Jane menyadari arti tatapan pria itu, ia langsung membuka kedua matanya lebar-lebar sambil menutup mulut dengan telapak tangannya.
"Apa yang kamu katakan, hah?!" Joe mendekatkan wajahnya kearah Jane, membuat gadis itu tegang dan mengigit bibir bawahnya.
"Hehe." Jane terkekeh, Joe menatap Jane dengan setengah mata yang seakan tertutup.
Ia tak tahan dengan bentuk bibir Jane yang begitu seksi dan menggoda seolah memanggil untuk meraskan betapa manis rasa bibirnya.
Jane reflek mencapit kedua tepi bibir Joe dengan kasar dan gemas. "Mau ngapain, kamu?!" Jane yang berani melakukannya, membuat Joe berteriak. Namun, suara teriakannya terganggu, dan segera melepas cengkraman jemari nakal Jane.
"Jane, kamu sudah berani melontarkan kata-kata kasar dan bertingkah kurang ajar padaku!" Joe merasakan sakit di kedua tepi tepi bibirnya ulah perbuatan gadis tersebut, lalu ia kembali memakinya.
"Aku ini atasanmu!" ungkapnya kembali seakan masih belum cukup untuk menyakinkan Jane akan posisinya di perusahaan tersebut.
"Iya, aku tahu!" jawab Jane dengan ekspresi datar.
Joe masih menggosok-gosok bibirnya sendiri, karena sensasi nyerinya masih belum mereda, ia berusaha menahan amarah terhadap perbuatan Jane.
"Lalu, kenapa kamu berani bertingkah seperti ini kepadaku?" tanya Joe yang masih di selimuti emosi.
"Ya salah sendiri, kenapa kamu begitu? Kita ini kan baru mengenal!" Jawab Jane dengan lugas, ia kembali duduk, lalu mengempalkan kelima jemarinya dengan gigi yang mengatup rapat.
Perbuatan Joe membuat Jane kesulitan berkonsentrasi ketika tengah menatap layar monitor di depannya.
"Maaf!" Ucap Joe yang mengakui kesalahannya karena sudah terlalu berani pada Jane.
Tiba-tiba suasana hening di antara keduanya. Joe dan Jane melanjutkan tugas masing-masing. Jane membuka dokumen tugas yang diberikan Joe, kemudian mengerjakannya.
Sesaat, Jane merasakan pening di kepalanya, karena baru juga awal menjadi sekretaris sudah dihadapkan dengan tugas yang diperintahkan oleh Joe. “Lah, seharusnya kan, ini bukan termasuk tugas-tugasku,” batin Jane saat memeriksa berkas dokumen yang seharusnya bukan bagian dari pekerjaannya.

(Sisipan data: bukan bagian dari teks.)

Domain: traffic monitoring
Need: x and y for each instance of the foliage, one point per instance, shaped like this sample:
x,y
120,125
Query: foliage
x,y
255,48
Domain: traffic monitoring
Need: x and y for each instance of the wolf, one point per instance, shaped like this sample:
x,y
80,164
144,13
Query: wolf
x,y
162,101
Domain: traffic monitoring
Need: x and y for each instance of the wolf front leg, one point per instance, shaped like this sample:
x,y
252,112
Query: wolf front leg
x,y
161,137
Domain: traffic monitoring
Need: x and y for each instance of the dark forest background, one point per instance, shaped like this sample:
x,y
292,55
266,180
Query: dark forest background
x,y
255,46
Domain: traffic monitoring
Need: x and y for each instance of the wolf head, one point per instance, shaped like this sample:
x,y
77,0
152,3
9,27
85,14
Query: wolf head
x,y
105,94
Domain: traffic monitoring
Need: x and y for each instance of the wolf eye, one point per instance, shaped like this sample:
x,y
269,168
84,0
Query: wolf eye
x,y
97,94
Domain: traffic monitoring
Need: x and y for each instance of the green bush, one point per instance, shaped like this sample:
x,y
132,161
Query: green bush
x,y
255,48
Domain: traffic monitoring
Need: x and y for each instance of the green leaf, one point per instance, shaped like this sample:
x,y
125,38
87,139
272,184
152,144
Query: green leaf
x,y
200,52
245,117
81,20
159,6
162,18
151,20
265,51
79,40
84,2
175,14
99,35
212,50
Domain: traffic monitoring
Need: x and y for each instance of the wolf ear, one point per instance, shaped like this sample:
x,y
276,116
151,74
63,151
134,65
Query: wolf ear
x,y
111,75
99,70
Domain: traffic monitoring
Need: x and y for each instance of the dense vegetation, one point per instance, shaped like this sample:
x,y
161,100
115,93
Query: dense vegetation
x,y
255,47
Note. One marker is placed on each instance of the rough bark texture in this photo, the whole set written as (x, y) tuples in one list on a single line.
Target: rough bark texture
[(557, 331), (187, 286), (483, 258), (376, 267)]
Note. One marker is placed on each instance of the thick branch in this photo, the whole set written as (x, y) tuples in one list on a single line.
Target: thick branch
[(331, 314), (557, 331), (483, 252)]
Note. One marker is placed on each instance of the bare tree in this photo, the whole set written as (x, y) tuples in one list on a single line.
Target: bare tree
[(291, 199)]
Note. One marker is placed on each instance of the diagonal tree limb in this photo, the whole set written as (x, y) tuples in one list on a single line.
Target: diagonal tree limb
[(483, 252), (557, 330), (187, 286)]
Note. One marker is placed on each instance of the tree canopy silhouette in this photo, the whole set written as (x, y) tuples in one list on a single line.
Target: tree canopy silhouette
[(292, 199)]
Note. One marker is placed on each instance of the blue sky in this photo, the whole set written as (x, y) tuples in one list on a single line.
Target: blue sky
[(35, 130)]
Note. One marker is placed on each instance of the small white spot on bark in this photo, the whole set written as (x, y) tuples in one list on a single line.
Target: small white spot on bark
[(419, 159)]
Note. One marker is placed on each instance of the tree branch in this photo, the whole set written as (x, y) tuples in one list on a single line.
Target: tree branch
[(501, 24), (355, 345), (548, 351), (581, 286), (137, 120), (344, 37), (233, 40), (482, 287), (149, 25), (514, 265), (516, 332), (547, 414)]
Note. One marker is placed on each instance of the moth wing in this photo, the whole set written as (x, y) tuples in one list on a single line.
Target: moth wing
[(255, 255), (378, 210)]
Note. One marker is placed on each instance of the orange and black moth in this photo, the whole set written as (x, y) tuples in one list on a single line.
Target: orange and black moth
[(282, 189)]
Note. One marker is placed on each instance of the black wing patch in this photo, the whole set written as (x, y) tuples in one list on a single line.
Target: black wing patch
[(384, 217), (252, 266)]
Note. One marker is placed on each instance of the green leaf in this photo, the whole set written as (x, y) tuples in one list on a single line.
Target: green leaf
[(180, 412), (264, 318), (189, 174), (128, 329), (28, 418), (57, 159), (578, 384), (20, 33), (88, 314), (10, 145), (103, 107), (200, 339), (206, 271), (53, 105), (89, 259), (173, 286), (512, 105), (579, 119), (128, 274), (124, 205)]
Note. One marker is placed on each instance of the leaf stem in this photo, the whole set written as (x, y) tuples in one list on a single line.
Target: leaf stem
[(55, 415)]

Tiba-tiba, Jane melihat ponselnya menyala dan bergetar diatas meja.
Diam-diam ia mengintip notifikasi di layar beranda. Jane terbelalak saat membaca satu pesan chat dari Irsan. Joe yang sedikit memperhatikan Jane, ia langsung menggebrak meja di hadapannya, membuat Jane tersentak. "Eh, buju!" latah Jane, Joe membuka kedua matanya lebar-lebar. "Jangan sentuh-sentuh handphone, ini masih jam kerja!" bentaknya dengan tegas. Jane mendesis kesal. ia merasa kalau Joe terlalu berlebihan, padahal ia hanya mengintip layar ponselnya sebentar.

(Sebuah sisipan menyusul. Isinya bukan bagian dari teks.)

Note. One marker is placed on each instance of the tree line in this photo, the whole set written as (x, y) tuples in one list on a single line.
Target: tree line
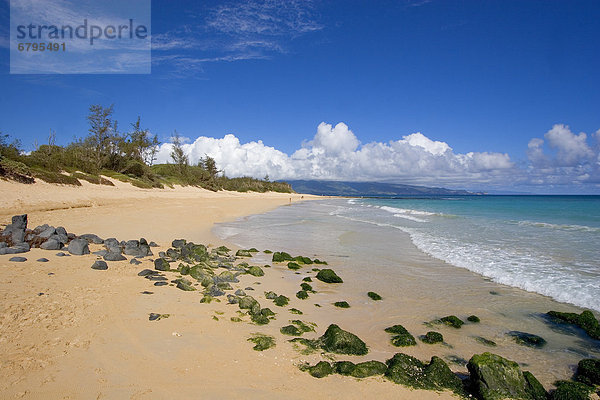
[(129, 156)]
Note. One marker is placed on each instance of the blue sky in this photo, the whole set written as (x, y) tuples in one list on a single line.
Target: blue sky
[(488, 79)]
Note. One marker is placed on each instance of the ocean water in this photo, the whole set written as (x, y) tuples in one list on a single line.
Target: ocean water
[(544, 244), (508, 260)]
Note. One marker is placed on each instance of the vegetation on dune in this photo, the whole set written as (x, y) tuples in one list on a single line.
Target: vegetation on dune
[(126, 156)]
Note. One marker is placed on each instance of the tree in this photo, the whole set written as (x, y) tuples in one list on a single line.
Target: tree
[(210, 165), (177, 155), (99, 139)]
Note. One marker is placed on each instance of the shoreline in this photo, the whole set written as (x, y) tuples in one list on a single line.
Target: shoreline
[(63, 322)]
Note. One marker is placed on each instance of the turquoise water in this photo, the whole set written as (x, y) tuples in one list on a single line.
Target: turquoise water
[(544, 244)]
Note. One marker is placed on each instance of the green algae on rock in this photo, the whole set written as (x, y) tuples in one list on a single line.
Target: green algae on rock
[(374, 296), (336, 340), (432, 337), (453, 321), (494, 377), (328, 276), (585, 321), (341, 304), (528, 339), (262, 342)]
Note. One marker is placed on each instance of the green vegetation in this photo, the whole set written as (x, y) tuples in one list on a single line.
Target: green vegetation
[(125, 156)]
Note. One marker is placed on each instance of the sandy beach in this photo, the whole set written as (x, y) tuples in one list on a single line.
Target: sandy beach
[(70, 332)]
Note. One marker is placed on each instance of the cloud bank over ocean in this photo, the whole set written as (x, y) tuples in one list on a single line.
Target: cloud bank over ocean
[(336, 153)]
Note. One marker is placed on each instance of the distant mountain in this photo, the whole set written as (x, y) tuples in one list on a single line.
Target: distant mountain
[(339, 188)]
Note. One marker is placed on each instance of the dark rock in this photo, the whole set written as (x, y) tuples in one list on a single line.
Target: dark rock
[(161, 264), (534, 387), (321, 369), (91, 238), (281, 257), (374, 296), (341, 304), (302, 295), (290, 330), (336, 340), (409, 371), (368, 368), (473, 318), (101, 265), (402, 337), (110, 256), (328, 276), (588, 371), (185, 285), (585, 321), (432, 337), (243, 253), (566, 390), (281, 301), (255, 270), (178, 243), (453, 321), (494, 377), (78, 247), (528, 339)]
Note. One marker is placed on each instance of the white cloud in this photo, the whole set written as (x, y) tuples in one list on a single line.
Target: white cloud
[(336, 153)]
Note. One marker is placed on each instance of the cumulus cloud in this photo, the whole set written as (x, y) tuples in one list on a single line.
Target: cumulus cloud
[(336, 153), (567, 158)]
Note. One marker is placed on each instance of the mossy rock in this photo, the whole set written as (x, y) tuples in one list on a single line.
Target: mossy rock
[(374, 296), (336, 340), (321, 369), (290, 330), (294, 266), (303, 327), (453, 321), (588, 371), (161, 264), (259, 319), (328, 276), (485, 342), (534, 387), (281, 257), (341, 304), (262, 342), (567, 390), (432, 337), (344, 367), (410, 371), (528, 339), (243, 253), (281, 301), (248, 303), (585, 321), (185, 285), (255, 270), (302, 295), (494, 377), (270, 295)]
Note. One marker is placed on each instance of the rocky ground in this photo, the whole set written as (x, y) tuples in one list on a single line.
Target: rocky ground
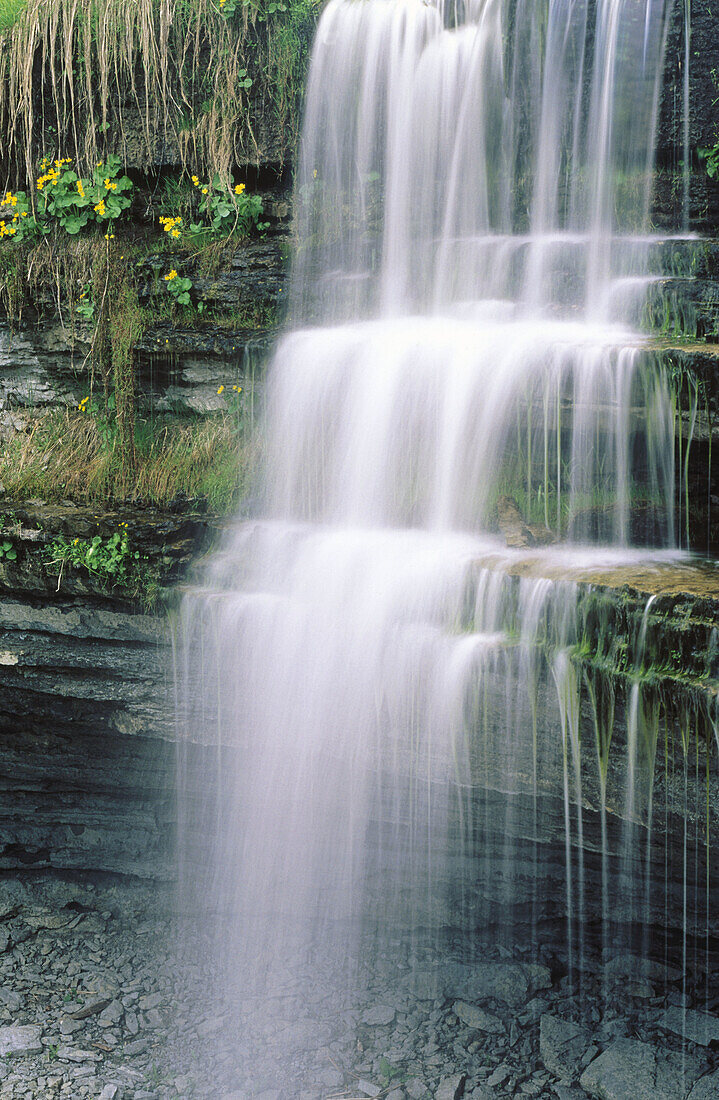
[(99, 999)]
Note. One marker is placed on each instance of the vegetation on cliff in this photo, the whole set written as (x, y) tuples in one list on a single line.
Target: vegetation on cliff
[(155, 81)]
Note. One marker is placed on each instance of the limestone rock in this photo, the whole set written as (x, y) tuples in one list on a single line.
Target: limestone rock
[(378, 1015), (706, 1088), (633, 1070), (476, 1018), (20, 1040), (699, 1027), (562, 1046), (451, 1088)]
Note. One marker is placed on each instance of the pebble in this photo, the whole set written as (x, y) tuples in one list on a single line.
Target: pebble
[(145, 1029), (477, 1019)]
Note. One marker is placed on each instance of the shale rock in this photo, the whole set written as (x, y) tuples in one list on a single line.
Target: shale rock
[(633, 1069), (562, 1046)]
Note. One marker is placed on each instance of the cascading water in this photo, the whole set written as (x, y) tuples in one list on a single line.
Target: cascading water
[(380, 701)]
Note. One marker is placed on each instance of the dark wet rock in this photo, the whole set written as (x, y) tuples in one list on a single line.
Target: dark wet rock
[(378, 1015), (634, 966), (706, 1088), (699, 1027), (512, 525), (20, 1040), (630, 1068), (562, 1046), (477, 1019), (93, 1007), (368, 1089), (451, 1088)]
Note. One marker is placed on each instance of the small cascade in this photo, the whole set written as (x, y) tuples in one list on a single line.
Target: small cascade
[(397, 725)]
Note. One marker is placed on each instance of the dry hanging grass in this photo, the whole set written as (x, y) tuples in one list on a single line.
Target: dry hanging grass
[(153, 80)]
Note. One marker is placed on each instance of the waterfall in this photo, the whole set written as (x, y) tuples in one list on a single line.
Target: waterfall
[(378, 696)]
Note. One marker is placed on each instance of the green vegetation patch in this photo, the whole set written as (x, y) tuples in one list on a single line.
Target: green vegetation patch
[(198, 79), (72, 455)]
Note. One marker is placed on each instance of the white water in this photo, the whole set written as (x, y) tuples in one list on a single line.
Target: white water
[(378, 689)]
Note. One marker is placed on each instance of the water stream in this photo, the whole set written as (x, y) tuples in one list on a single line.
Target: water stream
[(384, 711)]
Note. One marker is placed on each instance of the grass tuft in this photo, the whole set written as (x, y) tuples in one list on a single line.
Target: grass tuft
[(153, 80), (65, 455)]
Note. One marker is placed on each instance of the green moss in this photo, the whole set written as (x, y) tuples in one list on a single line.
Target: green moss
[(10, 12)]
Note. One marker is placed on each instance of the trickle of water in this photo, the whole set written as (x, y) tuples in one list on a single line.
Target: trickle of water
[(380, 703)]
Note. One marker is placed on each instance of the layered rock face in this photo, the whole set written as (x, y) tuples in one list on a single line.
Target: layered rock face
[(86, 705)]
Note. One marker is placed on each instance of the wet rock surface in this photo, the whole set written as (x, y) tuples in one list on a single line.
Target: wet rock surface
[(103, 994)]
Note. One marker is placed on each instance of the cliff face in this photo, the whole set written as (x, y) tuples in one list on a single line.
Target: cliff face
[(87, 759), (86, 714)]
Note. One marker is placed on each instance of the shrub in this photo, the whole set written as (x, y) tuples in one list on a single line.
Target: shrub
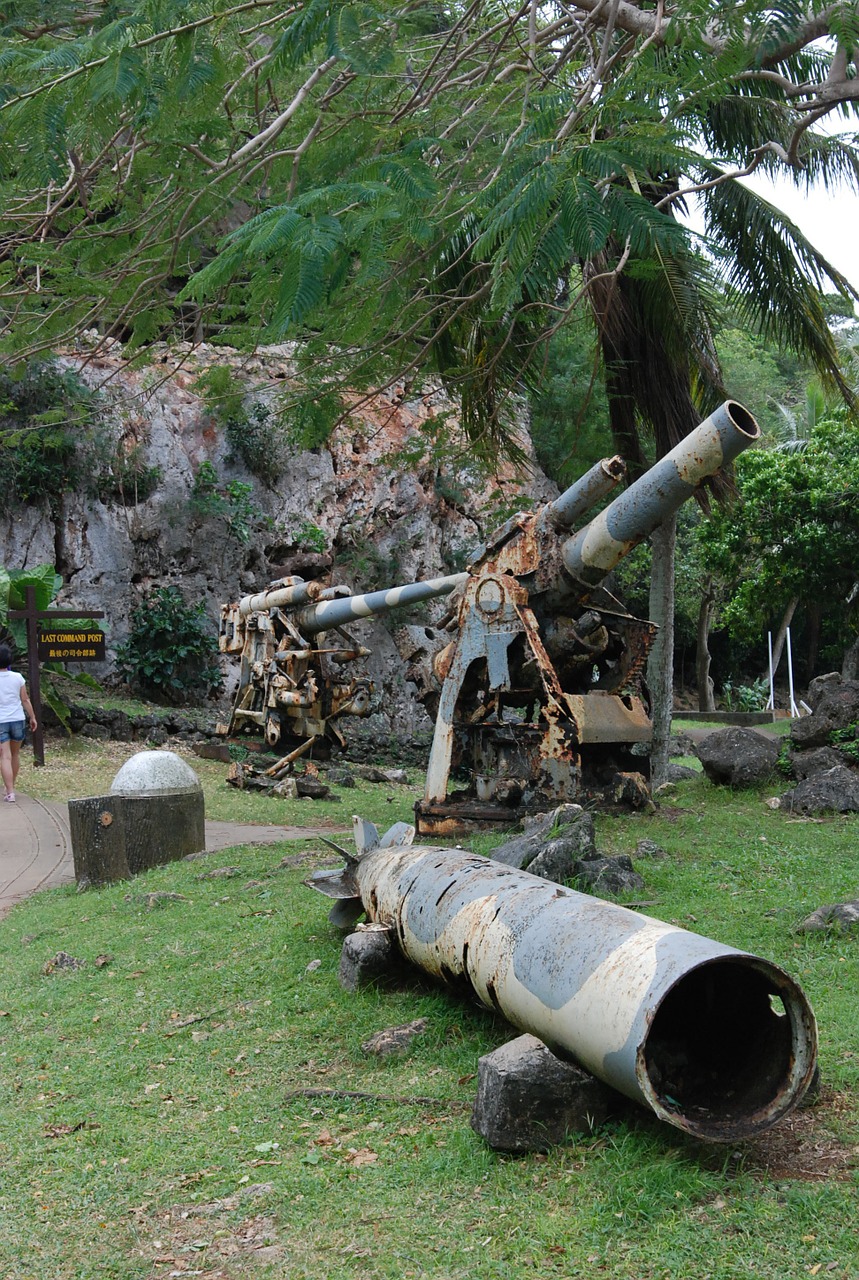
[(232, 501), (170, 654), (53, 442)]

Jane mengangguk, walau bagaimana pun ia harus mematuhi perintah dan larangan Joe saat di perusahaan.
"Iya, Pak, saya minta maaf," ucapnya yang seolah tak ikhlas.
__ADS_1
"Hadeuh, belum juga sempat baca pesan dari Irsan, udah di amuk duluan sama Bos sontoloyo satu ini," batin Jane menahan dongkol dalam hatinya.
...
Beberapa jam kemudian.
Seluruh karyawan membubarkan diri, begitu juga dengan Jane yang merasa harus menutup aktifitas pekerjaanya.

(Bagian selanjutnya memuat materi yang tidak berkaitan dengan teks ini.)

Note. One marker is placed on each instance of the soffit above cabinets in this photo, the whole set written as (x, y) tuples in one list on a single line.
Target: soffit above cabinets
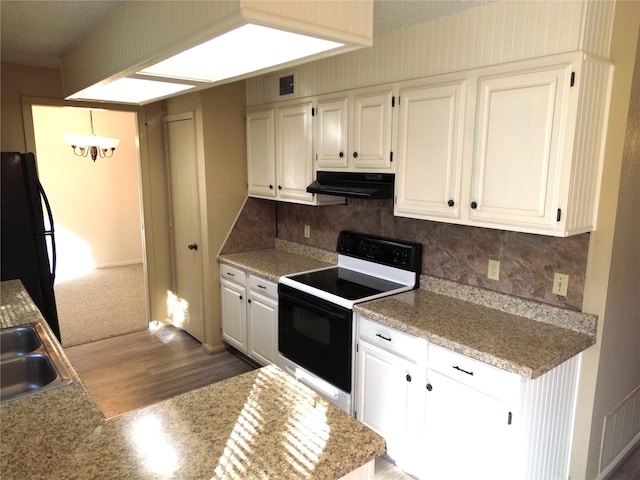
[(131, 42)]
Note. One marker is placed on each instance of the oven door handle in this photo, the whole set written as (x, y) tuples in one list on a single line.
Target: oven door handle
[(312, 306)]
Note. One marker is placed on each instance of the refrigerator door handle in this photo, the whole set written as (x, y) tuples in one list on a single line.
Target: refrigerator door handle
[(50, 232)]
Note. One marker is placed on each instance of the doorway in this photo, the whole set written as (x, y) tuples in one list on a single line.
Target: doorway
[(186, 298), (100, 282)]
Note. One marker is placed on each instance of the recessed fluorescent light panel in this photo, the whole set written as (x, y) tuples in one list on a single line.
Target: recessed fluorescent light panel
[(129, 90), (249, 48)]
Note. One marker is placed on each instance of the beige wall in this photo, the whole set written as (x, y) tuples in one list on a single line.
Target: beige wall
[(96, 205), (17, 81), (611, 369)]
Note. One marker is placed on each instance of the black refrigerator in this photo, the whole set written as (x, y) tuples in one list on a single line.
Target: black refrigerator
[(28, 240)]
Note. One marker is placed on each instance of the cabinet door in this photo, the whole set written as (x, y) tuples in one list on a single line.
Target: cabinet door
[(518, 147), (467, 434), (390, 392), (371, 117), (261, 161), (294, 152), (331, 134), (234, 311), (262, 325), (429, 151)]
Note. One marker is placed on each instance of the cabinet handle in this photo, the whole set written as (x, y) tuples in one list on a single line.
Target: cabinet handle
[(463, 371)]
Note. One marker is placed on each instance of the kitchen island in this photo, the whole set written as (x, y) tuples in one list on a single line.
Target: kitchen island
[(262, 424)]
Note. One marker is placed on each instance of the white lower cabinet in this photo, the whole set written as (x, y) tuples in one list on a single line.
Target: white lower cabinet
[(249, 310), (262, 320), (459, 418), (390, 386), (233, 294)]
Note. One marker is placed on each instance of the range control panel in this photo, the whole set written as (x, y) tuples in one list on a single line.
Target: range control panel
[(387, 251)]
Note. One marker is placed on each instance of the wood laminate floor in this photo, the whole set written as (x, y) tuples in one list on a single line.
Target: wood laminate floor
[(139, 369)]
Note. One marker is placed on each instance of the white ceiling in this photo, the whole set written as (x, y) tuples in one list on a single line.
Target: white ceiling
[(38, 33)]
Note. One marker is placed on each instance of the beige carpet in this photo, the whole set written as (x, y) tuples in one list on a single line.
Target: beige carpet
[(104, 303)]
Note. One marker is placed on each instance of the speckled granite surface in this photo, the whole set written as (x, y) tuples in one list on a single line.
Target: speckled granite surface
[(514, 343), (261, 425), (518, 335), (275, 262)]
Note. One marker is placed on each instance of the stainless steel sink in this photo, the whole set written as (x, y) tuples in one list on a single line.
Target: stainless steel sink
[(29, 362)]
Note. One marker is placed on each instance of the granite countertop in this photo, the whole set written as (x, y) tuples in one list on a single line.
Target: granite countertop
[(262, 424), (518, 335), (275, 262), (511, 342)]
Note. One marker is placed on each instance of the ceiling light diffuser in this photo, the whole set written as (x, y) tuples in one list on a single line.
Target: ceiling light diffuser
[(129, 90), (249, 48)]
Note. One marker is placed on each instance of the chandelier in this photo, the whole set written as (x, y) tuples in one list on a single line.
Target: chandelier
[(84, 145)]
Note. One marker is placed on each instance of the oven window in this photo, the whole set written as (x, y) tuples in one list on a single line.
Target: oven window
[(313, 326), (316, 335)]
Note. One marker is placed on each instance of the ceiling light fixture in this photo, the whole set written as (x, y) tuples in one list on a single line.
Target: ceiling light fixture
[(84, 145)]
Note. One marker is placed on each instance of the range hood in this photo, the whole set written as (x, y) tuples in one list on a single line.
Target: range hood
[(353, 184)]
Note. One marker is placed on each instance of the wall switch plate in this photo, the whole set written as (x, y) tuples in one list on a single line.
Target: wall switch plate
[(493, 272), (560, 284)]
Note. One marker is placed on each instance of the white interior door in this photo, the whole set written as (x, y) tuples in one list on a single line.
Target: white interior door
[(186, 306)]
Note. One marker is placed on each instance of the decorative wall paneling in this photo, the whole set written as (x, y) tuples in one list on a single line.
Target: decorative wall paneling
[(490, 34)]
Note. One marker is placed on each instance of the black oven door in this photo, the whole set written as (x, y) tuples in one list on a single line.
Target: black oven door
[(316, 335)]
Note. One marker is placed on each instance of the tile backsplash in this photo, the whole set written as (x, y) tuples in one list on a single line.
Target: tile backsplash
[(453, 252)]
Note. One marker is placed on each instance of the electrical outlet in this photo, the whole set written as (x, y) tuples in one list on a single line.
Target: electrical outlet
[(493, 272), (560, 284)]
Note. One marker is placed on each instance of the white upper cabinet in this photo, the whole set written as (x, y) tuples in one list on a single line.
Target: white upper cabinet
[(331, 133), (280, 154), (261, 153), (354, 132), (294, 152), (527, 152), (429, 148), (517, 151)]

Jane mematikan layar monitor, lalu berkemas dan rapih-rapih, ia tak sabar untuk menemui Irsan saat bubaran, pikirnya.
Sementara, Joe masih sibuk dengan tugas-tugasnya di ruangan tersebut.
"Jane, kamu mau kemana?" tanya Joe saat Jane mengenakan tasnya dan beranjak keluar dari area meja kerja.
Jane langsung menghentikan langkah kakinya, lalu menoleh kearah Joe.
"Ya mau balik lah, ya kali aku minep disini sama kamu, dih ogah, bisa-bisa balik udah gak rapet lagi!" cibir Jane. Mendengar hal itu, Joe terkekeh sinis sambil menyunggingkan satu sudut bibirnya.
"Emangnya kamu masih rapat?" tanya Joe dengan tatapan penuh rayu dan menggoda.
"Ya, iya lah, kamu pikir aku ini perempuan apaan," balas Jane membenarkan ucapannya sendiri, Joe sesaat menghentikan aktifitasnya, ia merasa tertarik dengan pembahasan kali ini.
Jane berdiri di hadapan Joe, ia siap menjawab ucapan dan pertanyaanya.
"Gak ada hubungannya! Biar begitu, aku masih bisa menjaga diri sendiri! Meski aku memiliki image nakal dari luar, bukan berarti aku murahan!" bentak Jane dengan tegas. Namun, Joe seolah tak percaya begitu saja.
"Hmm, masa?" tanyanya dengan nada mencibir.
"Masih gak percaya?" tantang Jane, Joe mengangguk.
"Ya jelas lah, apapun perlu pembuktian!" pinta Joe, Jane siap memukul wajah Joe menggunakan tasnya, lalu ia menunjuk.
"Jaga ya ucapanmu, Bos mesum!" Jane mengamati Joe dengan tegas dan serius.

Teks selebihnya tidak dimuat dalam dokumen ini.